Drop dirt around and in between the bundles and firm it down gently.
Water lightly, and you are all heeled in.
“Well Hank,” you say, “If you’re going to do that why don’t you just go ahead and plant the onions?” Good question; and I have a good answer. You see, I don’t want my onions to be caught by a hard freeze. Onions are pretty frost tolerant, but if they catch a hard freeze the tops may die back. The bulb will sprout again but you’ll end up with that little dead ring in the middle from the killed top; and that dead ring can be the beginning of a rotten onion if you are trying to store them for a few months.

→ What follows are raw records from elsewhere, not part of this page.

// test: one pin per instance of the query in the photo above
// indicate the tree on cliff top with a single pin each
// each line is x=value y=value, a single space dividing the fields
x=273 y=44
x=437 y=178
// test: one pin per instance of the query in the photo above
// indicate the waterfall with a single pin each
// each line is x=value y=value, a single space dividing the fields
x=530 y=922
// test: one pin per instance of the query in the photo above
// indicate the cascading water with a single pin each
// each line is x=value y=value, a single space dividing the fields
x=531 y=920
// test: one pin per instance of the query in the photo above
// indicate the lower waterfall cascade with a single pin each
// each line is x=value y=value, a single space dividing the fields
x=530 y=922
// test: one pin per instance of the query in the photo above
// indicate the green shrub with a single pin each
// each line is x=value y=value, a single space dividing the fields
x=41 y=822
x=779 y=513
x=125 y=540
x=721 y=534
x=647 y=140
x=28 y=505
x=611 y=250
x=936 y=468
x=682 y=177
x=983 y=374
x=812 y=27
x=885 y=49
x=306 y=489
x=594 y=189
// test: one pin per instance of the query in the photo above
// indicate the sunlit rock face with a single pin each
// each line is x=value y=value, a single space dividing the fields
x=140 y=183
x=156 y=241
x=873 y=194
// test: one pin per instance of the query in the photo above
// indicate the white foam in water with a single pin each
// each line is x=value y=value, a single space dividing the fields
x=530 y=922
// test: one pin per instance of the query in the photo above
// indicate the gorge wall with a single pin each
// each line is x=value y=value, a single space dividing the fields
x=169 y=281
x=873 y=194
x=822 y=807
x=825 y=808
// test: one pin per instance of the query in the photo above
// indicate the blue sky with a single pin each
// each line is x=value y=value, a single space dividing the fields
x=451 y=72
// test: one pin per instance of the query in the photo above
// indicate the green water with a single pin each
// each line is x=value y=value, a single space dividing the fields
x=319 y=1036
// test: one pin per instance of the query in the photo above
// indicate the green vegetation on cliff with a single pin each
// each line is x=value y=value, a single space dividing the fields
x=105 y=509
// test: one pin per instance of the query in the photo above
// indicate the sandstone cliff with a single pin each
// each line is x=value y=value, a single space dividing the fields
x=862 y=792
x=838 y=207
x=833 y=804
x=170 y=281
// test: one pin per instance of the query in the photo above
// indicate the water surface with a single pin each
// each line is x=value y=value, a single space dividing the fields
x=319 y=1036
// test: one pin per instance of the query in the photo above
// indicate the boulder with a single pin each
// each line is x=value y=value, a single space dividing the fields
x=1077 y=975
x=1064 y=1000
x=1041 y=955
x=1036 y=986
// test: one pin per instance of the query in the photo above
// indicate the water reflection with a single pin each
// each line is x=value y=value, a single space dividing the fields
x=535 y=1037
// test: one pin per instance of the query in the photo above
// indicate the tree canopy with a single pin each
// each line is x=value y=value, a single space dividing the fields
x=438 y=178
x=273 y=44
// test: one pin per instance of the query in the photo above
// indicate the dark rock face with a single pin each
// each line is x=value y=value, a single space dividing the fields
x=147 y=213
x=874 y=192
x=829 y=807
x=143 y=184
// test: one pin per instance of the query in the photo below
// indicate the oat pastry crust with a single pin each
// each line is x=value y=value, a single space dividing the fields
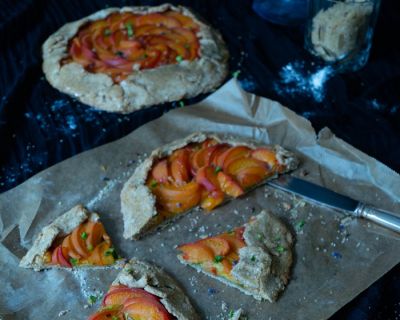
x=61 y=226
x=142 y=275
x=138 y=203
x=262 y=271
x=142 y=88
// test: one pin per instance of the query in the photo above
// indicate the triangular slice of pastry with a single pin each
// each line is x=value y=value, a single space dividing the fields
x=255 y=258
x=75 y=239
x=201 y=170
x=144 y=291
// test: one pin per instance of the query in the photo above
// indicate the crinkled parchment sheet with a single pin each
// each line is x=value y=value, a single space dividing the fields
x=336 y=258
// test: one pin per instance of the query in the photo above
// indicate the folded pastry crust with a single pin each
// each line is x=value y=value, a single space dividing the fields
x=138 y=203
x=61 y=226
x=139 y=274
x=143 y=88
x=264 y=265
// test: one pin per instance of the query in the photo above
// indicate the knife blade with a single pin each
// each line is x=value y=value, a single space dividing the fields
x=334 y=200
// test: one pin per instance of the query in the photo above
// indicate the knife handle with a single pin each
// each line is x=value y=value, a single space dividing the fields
x=381 y=217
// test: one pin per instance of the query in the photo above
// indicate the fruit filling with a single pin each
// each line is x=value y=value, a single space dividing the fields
x=123 y=303
x=87 y=244
x=206 y=174
x=125 y=42
x=216 y=255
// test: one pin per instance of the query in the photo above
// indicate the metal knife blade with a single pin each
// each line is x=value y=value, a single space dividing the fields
x=314 y=193
x=334 y=200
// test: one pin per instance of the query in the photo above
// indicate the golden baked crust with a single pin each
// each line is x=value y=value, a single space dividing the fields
x=142 y=88
x=264 y=265
x=139 y=274
x=138 y=204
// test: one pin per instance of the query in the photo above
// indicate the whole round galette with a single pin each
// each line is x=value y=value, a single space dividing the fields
x=122 y=60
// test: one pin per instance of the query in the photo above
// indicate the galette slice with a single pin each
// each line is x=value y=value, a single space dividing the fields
x=202 y=170
x=75 y=239
x=144 y=291
x=255 y=258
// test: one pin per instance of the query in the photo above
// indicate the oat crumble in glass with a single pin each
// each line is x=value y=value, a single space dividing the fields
x=340 y=32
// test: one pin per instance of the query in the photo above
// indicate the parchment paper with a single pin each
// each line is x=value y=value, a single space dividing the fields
x=336 y=257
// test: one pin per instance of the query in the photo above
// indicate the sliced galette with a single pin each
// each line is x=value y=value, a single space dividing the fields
x=144 y=291
x=201 y=170
x=75 y=239
x=255 y=258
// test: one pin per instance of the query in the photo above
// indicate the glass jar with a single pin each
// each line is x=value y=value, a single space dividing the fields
x=340 y=32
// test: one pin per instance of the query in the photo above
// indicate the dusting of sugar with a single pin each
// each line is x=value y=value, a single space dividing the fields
x=100 y=195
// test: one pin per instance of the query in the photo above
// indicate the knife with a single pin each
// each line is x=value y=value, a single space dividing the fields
x=334 y=200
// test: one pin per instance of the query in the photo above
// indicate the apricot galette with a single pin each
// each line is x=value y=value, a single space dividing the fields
x=143 y=291
x=125 y=59
x=200 y=170
x=255 y=258
x=75 y=239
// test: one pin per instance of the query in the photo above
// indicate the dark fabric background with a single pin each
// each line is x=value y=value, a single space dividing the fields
x=40 y=126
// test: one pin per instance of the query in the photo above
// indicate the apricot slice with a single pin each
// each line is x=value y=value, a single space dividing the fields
x=249 y=177
x=157 y=20
x=232 y=154
x=180 y=170
x=265 y=155
x=196 y=252
x=212 y=200
x=95 y=232
x=70 y=251
x=219 y=150
x=228 y=185
x=185 y=21
x=160 y=171
x=240 y=164
x=108 y=314
x=207 y=177
x=219 y=246
x=171 y=192
x=146 y=309
x=234 y=242
x=198 y=160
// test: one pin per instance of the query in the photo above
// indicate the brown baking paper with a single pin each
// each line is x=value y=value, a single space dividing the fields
x=335 y=257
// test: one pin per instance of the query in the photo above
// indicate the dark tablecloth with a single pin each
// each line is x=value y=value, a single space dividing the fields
x=40 y=126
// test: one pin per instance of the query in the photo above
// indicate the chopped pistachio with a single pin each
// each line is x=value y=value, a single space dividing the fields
x=92 y=299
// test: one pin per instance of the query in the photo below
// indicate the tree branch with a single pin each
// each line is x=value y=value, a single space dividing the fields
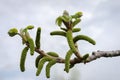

Now I know that those people going through a blizzard up in Boston may have trouble believing it, but winter is almost over here in East Texas. We might get a hard freeze in the next three weeks, but by mid-February the wild plum trees, what we call hog plums, will be blooming. After that time we generally don’t get a hard freeze, and by the second week of March we’ve usually had our last frost. So all I have to do is get my onion sets through about three weeks and then I can plant them. By heeling them in all together in one location, I can throw a little pine straw on top of them and cover them with a five gallon bucket if we do have a freeze. This is the method I use to cover my outdoor faucets during a freeze, and they have weathered temperatures in the teens with no problem. The freezing temperatures rarely last more than a day or two, and the ambient heat from the ground, along with the heat produced by the decaying pine needles, will keep my onion sets (and faucets) from freezing.